BB: How did you then come to fashion?
GWB: It happened gradually over time – it wasn’t an immediate thing. It felt like a way to tie together how I see the world into something tangible. It was always going to be something academic or something to do with art, and I suppose I’ve just tried to marry both things together.

Grace Wales Bonner’s exhibition at the serpentine

‘Untitled (daybed 1)’, 2012, by Rashid Johnson. Grace Wales Bonner: A Time for New Dreams © 2019 readsreads.info

BB: How do you feel your parents have influenced you?
GWB: They encouraged me to find my own way, and educate myself, independently of them – creating my own world, and my own space and collaging those influences. It’s encouraged me to be playful.

BB: Have you considered designing women’s clothing as well?
GWB: The way I design menswear requires having distance, space to project an image. Once you understand that approach, you can apply it to women as well. I have a small womenswear collection and will be doing more.

BB: How do you find inspiration?
GWB: My research is quite broad, so it can be quite musical. I’m very methodical about it – my musical research I do around a certain timeframe. Then I think, right, what kind of textures work in the context of that sound. It builds upwards. Usually it starts from literature. I’ll have some books or poems in mind and then build a visual world around that and then a musical world around that until I have this complete sensory world, that’s a hybrid of different things.

For each collection, we also do a short film with Harley Weir. We usually do a research trip, where we revisit some of the ideas within the collection in context. The films are quite open and organic – they unfold on these trips. It’s an important part of my process, having these freeform moments that can escalate and inspire other things.

Grace Wales Bonner’s exhibition at the Serpentine

‘There is only one…one’, 2019, by Liz Johnson Artur. Grace Wales Bonner: A Time for New Dreams © 2019 readsreads.info

BB: If you weren’t a designer, what would you be?
GWB: Maybe a curator? I like bringing people together and not having a specific outcome.

BB: Tell us about your current exhibition, ‘A Time for New Dreams’ at the Serpentine. Why have you chosen the theme of the shrine?
GWB: I became conceptually interested in the idea of the shrine through Face of the Gods, a seminal book by Robert Farris Thompson which connects the creation of shrines with other forms of aesthetic practice across the Black Atlantic, like the idea of repurposing, interpreting rhythmically and assemblage.

BB: What does the shrine mean to you?
GWB: Shrines serve as portals into other connections to other spiritual realms, worlds, temporalities and connections with ancestors.

‘It’s an important part of my process, having these freeform moments that can escalate and inspire other things’
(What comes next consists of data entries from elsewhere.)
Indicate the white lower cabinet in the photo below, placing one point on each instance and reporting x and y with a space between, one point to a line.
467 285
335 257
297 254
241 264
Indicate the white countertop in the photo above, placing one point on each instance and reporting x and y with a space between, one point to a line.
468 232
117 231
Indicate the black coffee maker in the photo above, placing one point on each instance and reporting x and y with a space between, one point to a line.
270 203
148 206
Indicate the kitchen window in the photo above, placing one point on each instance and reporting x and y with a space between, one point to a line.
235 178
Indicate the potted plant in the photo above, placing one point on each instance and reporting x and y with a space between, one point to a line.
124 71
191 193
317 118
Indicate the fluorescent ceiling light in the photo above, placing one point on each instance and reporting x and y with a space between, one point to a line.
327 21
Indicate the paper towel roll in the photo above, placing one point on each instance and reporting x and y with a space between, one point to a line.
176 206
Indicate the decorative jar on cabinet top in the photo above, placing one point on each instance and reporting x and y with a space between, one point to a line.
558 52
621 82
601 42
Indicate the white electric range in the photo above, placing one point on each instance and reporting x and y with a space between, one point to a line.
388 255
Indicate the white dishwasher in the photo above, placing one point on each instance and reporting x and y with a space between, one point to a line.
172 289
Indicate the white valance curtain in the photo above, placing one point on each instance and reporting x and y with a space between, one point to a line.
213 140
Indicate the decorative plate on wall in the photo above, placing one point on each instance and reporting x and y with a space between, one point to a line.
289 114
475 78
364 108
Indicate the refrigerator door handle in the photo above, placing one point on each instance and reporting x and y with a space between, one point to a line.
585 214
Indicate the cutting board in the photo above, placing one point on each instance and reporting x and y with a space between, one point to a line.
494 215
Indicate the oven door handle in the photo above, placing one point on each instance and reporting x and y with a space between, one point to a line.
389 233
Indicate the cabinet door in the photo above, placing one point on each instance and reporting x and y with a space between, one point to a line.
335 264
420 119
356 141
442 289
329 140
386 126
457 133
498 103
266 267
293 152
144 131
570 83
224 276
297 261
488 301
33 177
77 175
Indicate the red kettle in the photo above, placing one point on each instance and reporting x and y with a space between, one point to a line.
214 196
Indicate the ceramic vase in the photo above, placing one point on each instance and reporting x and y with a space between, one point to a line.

BB: Can you tell us about some of the people whose work you have incorporated in the show and the reasons you chose them?
GWB: I have been thinking about the idea of writers as oracles, and therefore the work of Ben Okri has been and continues to be profound to my work and thinking. Ben is a central collaborator in the show. Ishmael Reed is also someone who’s writing has been pivotal to my understanding of magical realism and grounded ideas from a black intellectual perspective.

The exhibition has given me an opportunity to connect with my peers and longer-term collaborators like Eric N. Mack, Chino Amobi and Paul Sepuya, and also make more urgent new connections with artists like Liz Johnson Artur and Kapwani Kiwanga, who are visionaries I have long admired and have been anticipating working with. It also gives me space to acknowledge a lineage of artists who have come before me and shaped pathways to encounter spirituality and mysticism within black aesthetic practice, namely through the work of David Hammons and Rotimi Fani Kayode.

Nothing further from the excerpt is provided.